“No, I was only thinking that if you didn’t get started pretty soon it would be supper time.”
“Oh!” The Duke laughed. “You have a dry wit, my friend, a dry wit and a ready. Well, to cut out the non-essentials and the rhetorical effects, Burtis, Collins asked me if I had enticed Mr. Gibson to the ’phone. Of course I ’lowed as how I had. Then he asked me why. ‘Because,’ quoth I, ‘he was over here to spy on the team and Payson wanted to try out some of the new plays for the Broadwood game.’ ‘But you told him that he was wanted at the telephone,’ says Collins. ‘Wasn’t that a lie, Wellington?’ ‘No, sir,’ I retorted, ‘not at all. We wanted him at the telephone so he wouldn’t see what was going on at the field.’ Whereupon Collins said ‘Um’ in two or three different tones, and looked kind of funny at me. Of course I was looking as nearly like an innocent little George Washington as I knew how. ‘But still, Wellington, hardly truthful, eh?’ he asked. I considered. ‘Perhaps not strictly, sir,’ I said, ‘but we had to do something, and what else was there?’ Well, I had him stumped there! He opened his mouth a couple of times, but he couldn’t answer. There wasn’t anything else, was there? Of course not.
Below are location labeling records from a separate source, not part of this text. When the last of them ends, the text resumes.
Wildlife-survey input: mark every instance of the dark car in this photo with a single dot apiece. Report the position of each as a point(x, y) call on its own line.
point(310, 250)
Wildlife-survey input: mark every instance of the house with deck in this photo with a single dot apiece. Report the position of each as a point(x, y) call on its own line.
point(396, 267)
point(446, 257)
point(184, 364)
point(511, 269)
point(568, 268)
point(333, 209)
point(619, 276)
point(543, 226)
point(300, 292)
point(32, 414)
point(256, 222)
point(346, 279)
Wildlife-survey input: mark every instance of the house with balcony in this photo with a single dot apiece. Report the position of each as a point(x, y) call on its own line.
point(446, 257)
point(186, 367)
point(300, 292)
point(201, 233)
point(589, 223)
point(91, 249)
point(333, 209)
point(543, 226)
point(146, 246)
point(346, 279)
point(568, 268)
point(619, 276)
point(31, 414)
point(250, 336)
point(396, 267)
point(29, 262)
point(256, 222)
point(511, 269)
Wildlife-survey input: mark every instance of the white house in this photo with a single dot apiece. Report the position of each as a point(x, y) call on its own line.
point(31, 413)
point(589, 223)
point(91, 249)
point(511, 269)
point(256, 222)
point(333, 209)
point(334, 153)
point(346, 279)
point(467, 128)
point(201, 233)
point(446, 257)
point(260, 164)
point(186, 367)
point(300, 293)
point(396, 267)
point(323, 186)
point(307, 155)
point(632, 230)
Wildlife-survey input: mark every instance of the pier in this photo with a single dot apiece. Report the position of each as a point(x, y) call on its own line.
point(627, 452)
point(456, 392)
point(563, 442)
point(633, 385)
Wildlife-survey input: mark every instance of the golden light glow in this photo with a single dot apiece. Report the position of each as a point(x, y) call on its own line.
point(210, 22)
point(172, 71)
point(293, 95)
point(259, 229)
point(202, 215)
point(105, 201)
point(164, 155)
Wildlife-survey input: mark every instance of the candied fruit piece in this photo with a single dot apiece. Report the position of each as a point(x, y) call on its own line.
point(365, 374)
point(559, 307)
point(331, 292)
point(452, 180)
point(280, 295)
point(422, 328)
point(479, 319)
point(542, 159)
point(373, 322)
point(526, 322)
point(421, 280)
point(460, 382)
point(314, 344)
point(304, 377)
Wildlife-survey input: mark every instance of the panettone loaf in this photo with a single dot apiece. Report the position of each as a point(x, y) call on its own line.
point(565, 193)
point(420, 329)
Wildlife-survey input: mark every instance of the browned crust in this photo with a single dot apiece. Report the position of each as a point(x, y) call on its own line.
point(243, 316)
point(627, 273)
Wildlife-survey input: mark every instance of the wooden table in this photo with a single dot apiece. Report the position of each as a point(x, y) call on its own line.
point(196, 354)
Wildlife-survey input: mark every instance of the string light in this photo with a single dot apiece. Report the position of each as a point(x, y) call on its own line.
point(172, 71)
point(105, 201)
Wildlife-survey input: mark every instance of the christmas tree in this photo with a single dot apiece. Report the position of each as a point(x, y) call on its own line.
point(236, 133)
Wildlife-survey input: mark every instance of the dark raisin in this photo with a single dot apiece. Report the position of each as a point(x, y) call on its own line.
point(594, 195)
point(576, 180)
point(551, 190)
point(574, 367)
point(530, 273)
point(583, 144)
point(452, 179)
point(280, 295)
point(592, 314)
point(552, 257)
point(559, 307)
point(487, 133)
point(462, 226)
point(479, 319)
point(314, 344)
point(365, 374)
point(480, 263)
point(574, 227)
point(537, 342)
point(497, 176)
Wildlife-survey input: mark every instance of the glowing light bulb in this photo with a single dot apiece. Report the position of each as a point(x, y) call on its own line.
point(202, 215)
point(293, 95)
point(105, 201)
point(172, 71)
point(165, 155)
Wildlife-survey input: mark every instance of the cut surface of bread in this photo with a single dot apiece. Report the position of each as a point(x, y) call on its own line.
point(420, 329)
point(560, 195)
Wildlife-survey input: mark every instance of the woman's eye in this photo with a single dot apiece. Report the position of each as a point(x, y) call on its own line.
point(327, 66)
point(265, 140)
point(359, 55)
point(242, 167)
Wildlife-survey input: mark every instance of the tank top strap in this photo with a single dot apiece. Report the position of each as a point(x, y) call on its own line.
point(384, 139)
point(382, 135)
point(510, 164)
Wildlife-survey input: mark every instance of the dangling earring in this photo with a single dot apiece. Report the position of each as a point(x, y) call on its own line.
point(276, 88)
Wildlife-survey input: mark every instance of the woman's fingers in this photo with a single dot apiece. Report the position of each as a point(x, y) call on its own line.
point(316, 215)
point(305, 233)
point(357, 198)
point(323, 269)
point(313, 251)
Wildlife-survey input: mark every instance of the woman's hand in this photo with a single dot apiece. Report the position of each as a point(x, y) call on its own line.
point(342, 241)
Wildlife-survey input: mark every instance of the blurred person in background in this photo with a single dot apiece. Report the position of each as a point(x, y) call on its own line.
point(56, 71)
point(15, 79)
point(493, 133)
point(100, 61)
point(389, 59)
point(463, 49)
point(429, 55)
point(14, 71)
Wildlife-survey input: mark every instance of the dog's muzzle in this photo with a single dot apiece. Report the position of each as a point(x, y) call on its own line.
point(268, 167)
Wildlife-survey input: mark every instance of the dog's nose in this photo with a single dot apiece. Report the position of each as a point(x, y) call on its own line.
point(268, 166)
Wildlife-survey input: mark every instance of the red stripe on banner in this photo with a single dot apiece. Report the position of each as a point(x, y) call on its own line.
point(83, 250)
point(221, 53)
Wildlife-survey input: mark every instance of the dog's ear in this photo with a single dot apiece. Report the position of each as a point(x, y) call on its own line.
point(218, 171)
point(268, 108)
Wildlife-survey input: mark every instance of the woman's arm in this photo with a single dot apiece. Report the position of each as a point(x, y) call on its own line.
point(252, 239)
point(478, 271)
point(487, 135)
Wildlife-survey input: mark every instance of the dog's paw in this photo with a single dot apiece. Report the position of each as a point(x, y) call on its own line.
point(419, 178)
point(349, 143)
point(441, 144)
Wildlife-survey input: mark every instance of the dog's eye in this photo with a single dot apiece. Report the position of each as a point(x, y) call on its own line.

Collins saw it, too, after a minute, but he wouldn’t say so. He hemmed a few hems and hawed a few haws and smiled in his funny dry way. And finally he said, ‘Wellington, if you applied some of your ingenuity to mastering your studies you’d be better off.’ I said, ‘Yes, sir.’ Then he frowned and waved his hand, you know, like that. ‘You may go,’ he said. And I thanked him and went. Only when I got to the door he stopped me. ‘Mind you,’ said he, ‘you’re not to think that I approve of what you did, Wellington, because I don’t. It smacks too much of deceit. It would have been better had you gone to a telephone and really called him up!’ ‘I never thought of that!’ I said. Then he grinned a little, and I grinned and came out!”
Kendall laughed. “The next time we’d better consult Collins, I guess! I suspect he was just as pleased as we were that Gibson got left.”
“Probably. Aside from being a member of faculty he’s fairly human. Anyhow, I got off easy. Hence my mood of triumph. Let’s go for a paddle.”
They had reached the boathouse. The porch and float were well sprinkled with fellows and the river as far as they could see was dotted with canoes and skiffs.
“I don’t know how to row,” Kendall demurred.
“Who wants to row? Can you paddle?”
“Less than I can row.”
“Well, you go as ballast then. I’ve got a canoe in here somewhere if it hasn’t fallen to pieces. Haven’t been in it since Spring. Come on.”